While he’s not yet mastered “Clair de Lune,” Brown has already learned to play “Mary Had a Little Lamb,” to the delight of his 2-year-old nephew.

“Now the harp is finished, I’ve taken to staring at the Chrysler Building hoping to see the lights turn on,” he said. “It’s fun, but it’s not the same.”

Erika Urso-Deutsch, 34, is a Catholic school art teacher and private chef in Easton, Pennsylvania. While she has adapted to distance learning, teaching her kindergarten through eighth-grade students online via Zoom, Urso-Deutsch has found time to pursue a project she had put off until the pandemic forced schools to close: natural dyeing.

She was making herself a cup of “golden milk” — a beverage combining milk (or nondairy milk) with turmeric, cinnamon and other spices — when she got the idea.

“My hands were stained so yellow when I was done, so then I was like, ‘Wait a minute, if this is staining my hands, this is what I’m going to use to dye eggs,’ ” said Urso-Deutsch, who began with a batch of hard-boiled eggs for Easter.

From there, she decided to expand the project, creating batches of natural dyes with the turmeric powder, which creates a bright golden dye; paprika powder, for red dye; and dried hibiscus flowers, for magenta dye.
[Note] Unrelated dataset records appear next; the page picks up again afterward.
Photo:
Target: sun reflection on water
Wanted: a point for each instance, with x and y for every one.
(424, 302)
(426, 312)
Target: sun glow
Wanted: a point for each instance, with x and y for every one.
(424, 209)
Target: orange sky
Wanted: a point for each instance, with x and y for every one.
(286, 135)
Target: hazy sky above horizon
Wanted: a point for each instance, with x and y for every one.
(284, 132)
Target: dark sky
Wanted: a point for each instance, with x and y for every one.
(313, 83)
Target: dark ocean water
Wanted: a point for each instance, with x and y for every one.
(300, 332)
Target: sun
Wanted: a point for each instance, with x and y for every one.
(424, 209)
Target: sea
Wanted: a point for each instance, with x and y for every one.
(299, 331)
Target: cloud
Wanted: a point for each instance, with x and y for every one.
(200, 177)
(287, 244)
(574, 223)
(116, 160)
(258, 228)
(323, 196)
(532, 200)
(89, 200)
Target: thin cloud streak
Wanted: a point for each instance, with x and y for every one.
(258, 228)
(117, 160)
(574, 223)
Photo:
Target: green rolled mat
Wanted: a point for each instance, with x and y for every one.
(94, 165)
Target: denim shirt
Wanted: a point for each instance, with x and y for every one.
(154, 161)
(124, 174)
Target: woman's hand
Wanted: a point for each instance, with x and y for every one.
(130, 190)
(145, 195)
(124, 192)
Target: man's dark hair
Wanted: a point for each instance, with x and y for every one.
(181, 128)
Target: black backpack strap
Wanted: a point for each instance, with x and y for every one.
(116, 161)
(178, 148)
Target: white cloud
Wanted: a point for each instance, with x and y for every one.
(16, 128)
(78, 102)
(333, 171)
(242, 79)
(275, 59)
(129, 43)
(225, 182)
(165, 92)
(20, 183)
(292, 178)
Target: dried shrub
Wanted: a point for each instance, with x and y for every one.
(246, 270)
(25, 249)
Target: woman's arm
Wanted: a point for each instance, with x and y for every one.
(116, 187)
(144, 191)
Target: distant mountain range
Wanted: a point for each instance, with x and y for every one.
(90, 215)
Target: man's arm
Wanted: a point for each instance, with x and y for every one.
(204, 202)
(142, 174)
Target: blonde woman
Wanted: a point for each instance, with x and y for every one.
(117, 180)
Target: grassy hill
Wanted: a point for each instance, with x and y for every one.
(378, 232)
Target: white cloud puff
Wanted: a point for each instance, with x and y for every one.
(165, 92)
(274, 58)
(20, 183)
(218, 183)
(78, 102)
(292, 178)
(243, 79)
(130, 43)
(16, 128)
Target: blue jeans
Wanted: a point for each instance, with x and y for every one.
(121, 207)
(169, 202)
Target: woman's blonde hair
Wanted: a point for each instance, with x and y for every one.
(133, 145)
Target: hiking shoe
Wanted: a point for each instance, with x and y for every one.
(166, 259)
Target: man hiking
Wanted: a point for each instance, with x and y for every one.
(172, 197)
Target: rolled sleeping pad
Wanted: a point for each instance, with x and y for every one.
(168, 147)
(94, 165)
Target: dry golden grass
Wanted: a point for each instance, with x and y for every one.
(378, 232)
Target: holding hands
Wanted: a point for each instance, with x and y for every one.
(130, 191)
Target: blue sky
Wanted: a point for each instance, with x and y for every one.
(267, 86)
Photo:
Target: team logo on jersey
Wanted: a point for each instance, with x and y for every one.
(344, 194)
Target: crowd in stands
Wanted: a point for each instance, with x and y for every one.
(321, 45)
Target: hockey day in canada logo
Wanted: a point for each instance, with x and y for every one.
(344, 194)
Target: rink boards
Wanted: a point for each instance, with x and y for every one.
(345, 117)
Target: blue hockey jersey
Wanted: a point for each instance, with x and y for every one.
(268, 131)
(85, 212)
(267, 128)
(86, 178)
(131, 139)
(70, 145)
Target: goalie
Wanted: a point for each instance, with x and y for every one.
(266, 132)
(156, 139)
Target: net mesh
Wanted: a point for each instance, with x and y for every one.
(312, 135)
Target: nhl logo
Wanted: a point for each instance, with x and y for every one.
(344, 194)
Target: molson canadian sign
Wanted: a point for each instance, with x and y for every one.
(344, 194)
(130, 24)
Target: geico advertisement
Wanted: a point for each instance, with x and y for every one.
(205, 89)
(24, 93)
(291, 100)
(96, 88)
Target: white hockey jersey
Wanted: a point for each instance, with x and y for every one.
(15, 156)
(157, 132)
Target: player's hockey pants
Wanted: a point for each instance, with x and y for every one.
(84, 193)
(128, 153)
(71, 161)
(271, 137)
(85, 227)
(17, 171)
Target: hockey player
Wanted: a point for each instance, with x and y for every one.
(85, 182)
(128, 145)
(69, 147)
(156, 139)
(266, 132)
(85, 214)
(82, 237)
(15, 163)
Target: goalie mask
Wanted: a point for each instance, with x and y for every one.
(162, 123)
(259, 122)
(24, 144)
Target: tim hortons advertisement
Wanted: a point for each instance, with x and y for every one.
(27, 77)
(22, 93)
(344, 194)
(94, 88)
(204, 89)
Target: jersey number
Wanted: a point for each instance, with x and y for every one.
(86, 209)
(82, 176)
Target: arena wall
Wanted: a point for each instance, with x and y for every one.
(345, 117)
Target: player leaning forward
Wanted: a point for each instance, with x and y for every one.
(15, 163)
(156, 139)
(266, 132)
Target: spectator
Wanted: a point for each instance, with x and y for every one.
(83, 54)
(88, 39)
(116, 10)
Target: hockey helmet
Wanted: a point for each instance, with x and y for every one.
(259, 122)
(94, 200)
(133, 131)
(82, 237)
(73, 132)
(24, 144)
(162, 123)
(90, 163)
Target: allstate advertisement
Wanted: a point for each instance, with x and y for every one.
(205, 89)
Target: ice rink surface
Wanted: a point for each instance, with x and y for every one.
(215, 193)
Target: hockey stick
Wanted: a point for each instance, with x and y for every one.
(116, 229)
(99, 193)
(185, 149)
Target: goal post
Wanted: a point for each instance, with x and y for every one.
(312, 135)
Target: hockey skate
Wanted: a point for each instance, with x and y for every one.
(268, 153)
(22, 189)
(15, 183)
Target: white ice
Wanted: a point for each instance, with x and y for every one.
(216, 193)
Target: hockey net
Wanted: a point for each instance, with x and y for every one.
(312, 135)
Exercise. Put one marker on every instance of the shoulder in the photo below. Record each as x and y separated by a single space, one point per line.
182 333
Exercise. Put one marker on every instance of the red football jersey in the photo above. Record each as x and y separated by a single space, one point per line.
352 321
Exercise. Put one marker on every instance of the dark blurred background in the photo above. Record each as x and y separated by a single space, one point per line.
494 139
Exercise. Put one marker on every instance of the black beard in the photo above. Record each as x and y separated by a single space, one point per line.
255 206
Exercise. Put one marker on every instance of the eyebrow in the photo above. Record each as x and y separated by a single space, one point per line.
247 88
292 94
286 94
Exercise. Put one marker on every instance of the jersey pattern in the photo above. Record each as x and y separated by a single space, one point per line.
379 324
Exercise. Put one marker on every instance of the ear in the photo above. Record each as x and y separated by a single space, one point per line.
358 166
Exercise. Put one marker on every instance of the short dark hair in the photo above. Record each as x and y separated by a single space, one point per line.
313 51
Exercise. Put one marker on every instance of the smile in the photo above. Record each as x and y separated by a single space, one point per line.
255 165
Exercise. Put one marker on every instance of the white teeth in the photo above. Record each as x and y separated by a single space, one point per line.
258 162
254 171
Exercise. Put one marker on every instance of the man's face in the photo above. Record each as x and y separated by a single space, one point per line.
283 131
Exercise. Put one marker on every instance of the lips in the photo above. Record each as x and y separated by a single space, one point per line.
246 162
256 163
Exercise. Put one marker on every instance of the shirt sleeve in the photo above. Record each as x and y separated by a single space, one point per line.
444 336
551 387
“It is something I’ve wanted to try for probably 10 years, and I never had the time,” Urso-Deutsch said. “Most of our dyes used to be botanically based — made from fruits, flowers, roots and such. So it’s really a return to a lost art.”

Urso-Deutsch’s Easter eggs were a success, and so she was inspired to advance to a more ambitious project of dyeing old textiles, including a set of stained linen napkins passed down through her family. The napkins were given a new life after soaking in batches of boiled purple cabbage water, creating a violet-blue color, as well as the turmeric and a batch of rust-colored dye made from red onion skins.

From there, she dyed lace curtains and doilies, a knitted dress, a crocheted vest, an old apron and yarn for knitting, all in a rainbow of pinks and purples and goldenrod.

“I know that when this ends, I’m going to feel good about the way I’ve used my time,” she said. “We can only control what we can control, and right now that’s our own selves.”